打定主意后,左菲雁又转身,清了清嗓子,“既然皇甫公子说救了我,那能请教皇宫公子,我到底生了什么病?”眨了眨那双碧水眸子,泱泱绿水缓缓流荡。

皇甫云卿紫眸一深,忧伤四溢,紧接着很快的又转淡,笑了笑,“也没什么,只是你疲乏,开了一剂凝神的药给你而已。”

“你确定真的什么也不记得?”皇甫云卿状似无意再次询问。

“我确定。”

撼敛了敛神,用怀疑的眼神看着皇甫云卿,“你确定给我吃的不是毒药?”难怪对于昨晚的事情一点印象也没有。
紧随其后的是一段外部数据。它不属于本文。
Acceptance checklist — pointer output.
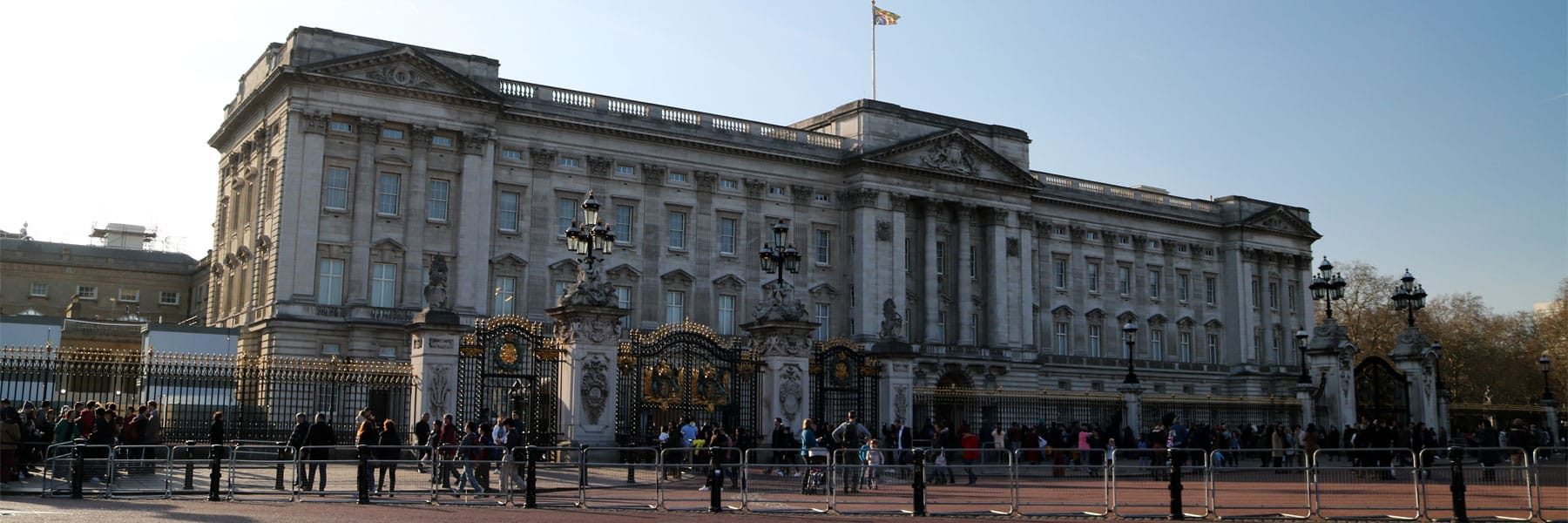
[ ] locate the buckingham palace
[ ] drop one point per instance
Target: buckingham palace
(350, 164)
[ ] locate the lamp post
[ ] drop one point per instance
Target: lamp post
(1327, 286)
(1129, 333)
(1409, 297)
(590, 234)
(1301, 346)
(780, 256)
(1546, 384)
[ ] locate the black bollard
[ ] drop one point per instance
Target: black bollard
(1175, 472)
(190, 465)
(280, 484)
(362, 476)
(217, 473)
(531, 481)
(582, 467)
(78, 467)
(715, 483)
(1457, 483)
(919, 483)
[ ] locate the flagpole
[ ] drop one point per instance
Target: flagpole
(874, 49)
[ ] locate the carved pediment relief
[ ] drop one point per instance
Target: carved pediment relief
(407, 68)
(1278, 219)
(954, 153)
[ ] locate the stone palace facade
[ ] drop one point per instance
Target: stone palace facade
(348, 162)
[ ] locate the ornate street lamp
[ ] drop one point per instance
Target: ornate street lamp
(590, 234)
(1409, 297)
(1129, 333)
(1546, 384)
(1301, 346)
(587, 237)
(780, 256)
(1327, 286)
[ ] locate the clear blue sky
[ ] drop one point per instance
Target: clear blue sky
(1430, 135)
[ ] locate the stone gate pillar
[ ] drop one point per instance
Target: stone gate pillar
(1330, 357)
(1411, 356)
(433, 357)
(588, 338)
(1132, 413)
(784, 391)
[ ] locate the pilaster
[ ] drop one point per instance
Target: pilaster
(590, 340)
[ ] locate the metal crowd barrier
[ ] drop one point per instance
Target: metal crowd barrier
(783, 481)
(1062, 491)
(388, 460)
(1244, 483)
(1497, 483)
(1140, 483)
(1551, 483)
(971, 489)
(623, 478)
(137, 472)
(1375, 484)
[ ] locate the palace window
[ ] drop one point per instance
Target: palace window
(336, 189)
(623, 223)
(1093, 340)
(1093, 277)
(674, 307)
(329, 282)
(507, 211)
(727, 236)
(678, 229)
(436, 205)
(505, 295)
(822, 323)
(383, 285)
(727, 315)
(821, 248)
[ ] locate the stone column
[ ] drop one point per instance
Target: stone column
(588, 336)
(1132, 399)
(966, 305)
(1411, 356)
(433, 357)
(1330, 356)
(930, 286)
(786, 385)
(996, 277)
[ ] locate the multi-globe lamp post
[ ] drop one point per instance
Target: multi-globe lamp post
(781, 255)
(1327, 286)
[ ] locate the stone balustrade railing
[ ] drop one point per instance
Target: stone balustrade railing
(670, 115)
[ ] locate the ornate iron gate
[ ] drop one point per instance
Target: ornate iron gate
(844, 379)
(1382, 391)
(509, 366)
(684, 371)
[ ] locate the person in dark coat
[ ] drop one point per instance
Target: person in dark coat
(297, 440)
(317, 440)
(388, 454)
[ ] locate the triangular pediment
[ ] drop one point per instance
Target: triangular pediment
(405, 68)
(1280, 221)
(954, 153)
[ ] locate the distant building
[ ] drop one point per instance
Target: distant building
(117, 280)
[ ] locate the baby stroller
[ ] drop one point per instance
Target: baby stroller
(815, 478)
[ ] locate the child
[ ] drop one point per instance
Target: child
(872, 456)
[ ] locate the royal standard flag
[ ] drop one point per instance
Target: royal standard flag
(883, 16)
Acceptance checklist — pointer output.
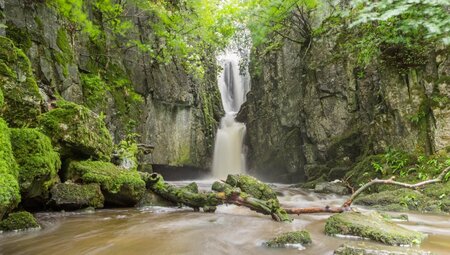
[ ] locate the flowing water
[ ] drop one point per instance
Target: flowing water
(230, 230)
(234, 84)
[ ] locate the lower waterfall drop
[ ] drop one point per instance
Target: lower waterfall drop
(229, 157)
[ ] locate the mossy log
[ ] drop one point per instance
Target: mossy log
(225, 194)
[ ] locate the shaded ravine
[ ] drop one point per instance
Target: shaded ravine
(231, 230)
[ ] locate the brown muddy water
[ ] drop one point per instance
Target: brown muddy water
(231, 230)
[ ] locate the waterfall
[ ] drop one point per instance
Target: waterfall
(229, 157)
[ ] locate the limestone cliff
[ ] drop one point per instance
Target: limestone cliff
(163, 104)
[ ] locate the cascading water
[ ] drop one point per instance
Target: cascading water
(229, 157)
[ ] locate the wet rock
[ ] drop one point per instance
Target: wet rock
(371, 249)
(76, 131)
(372, 226)
(9, 185)
(119, 186)
(251, 186)
(70, 196)
(335, 187)
(19, 221)
(297, 239)
(38, 163)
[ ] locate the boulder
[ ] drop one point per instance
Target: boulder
(371, 249)
(70, 196)
(9, 185)
(38, 164)
(297, 239)
(119, 186)
(22, 100)
(77, 131)
(372, 226)
(19, 221)
(335, 187)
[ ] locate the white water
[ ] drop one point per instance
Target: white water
(229, 157)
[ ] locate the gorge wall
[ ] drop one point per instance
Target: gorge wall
(161, 103)
(313, 113)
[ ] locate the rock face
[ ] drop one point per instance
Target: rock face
(165, 105)
(70, 196)
(372, 226)
(38, 165)
(310, 109)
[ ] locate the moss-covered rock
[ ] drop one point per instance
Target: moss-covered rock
(77, 131)
(120, 187)
(38, 163)
(22, 100)
(252, 186)
(9, 186)
(71, 196)
(19, 221)
(290, 239)
(372, 226)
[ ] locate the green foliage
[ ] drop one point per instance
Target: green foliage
(19, 221)
(38, 161)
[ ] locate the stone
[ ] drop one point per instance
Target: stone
(297, 239)
(70, 196)
(371, 249)
(77, 131)
(38, 164)
(119, 186)
(372, 226)
(335, 187)
(19, 221)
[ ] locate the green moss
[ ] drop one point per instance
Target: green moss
(38, 161)
(112, 179)
(9, 186)
(290, 238)
(77, 131)
(70, 196)
(21, 93)
(19, 35)
(372, 226)
(19, 221)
“我确定那不是毒药,虽然我会下毒,但还没到丧尽天良的地步。”这小妮子怀疑人的功夫真是一流啊!他望尘莫及。怀疑别人也别怀疑他要谋害她啊!真伤他的心,枉费他花了十层功力救她。

“那最好!”量他也没那个胆。

调“对了,你刚才说梨花的花语是一辈子的守护?是真的吗?你怎么知道?”依稀记得他刚才是这样说来着。

“在下喜欢练毒,所以相对的也对那些花草代表的含义有所了解。”

“原来包含了这层意思!”那为什么于伟祺不亲自告诉她?是要她自己来发现?算咯,不想了!等他回来了再问吧!这簪子也就先搁着。

左菲雁朝皇甫云卿无害的笑笑,“皇甫公子…”声音听起来很嗲,会让人有种要被算计的感觉,“我能叫你妖孽吗?你美的像极了一只祸害人间的妖孽。”

“妖孽?”他像妖孽吗?他帅的噼里啪啦,花见花开,车间车撞。

苍天,他很想大声辩驳,可是双唇颤抖的令他无法说出一句话,显然气得不轻的。

“沉默就表示答应咯!以后我就叫你妖孽!妖孽,妖孽,妖孽……”

那魔音不断地穿耳,皇甫云卿感觉有点脑充血,想掐死那个不断制造噪音的罪魁祸首。

水莲和水蝶瞧着‘毒王’吃瘪的表情就觉得好玩,但是她们不敢笑出声,怕被‘毒王’掐死。

凉亭里不断地传来欢声笑语,让四周的木兰花开的更加妖娆美丽。

皇甫风云衣袂翻飞,脸上尽是无奈,嘴角微勾,带着不易察觉的宠溺看着笑的欢快的左菲雁。

足矣,足矣,能这样静静的看着她就够了。

“妖孽,想什么这么出神?”见皇甫云卿淡笑目呆,左菲雁用手不断地在他眼前晃晃。

“啊?公主说什么?”皇甫云卿微微一怔,疑惑的目光在她身上停留片刻,不解为什么她突然晃了过来。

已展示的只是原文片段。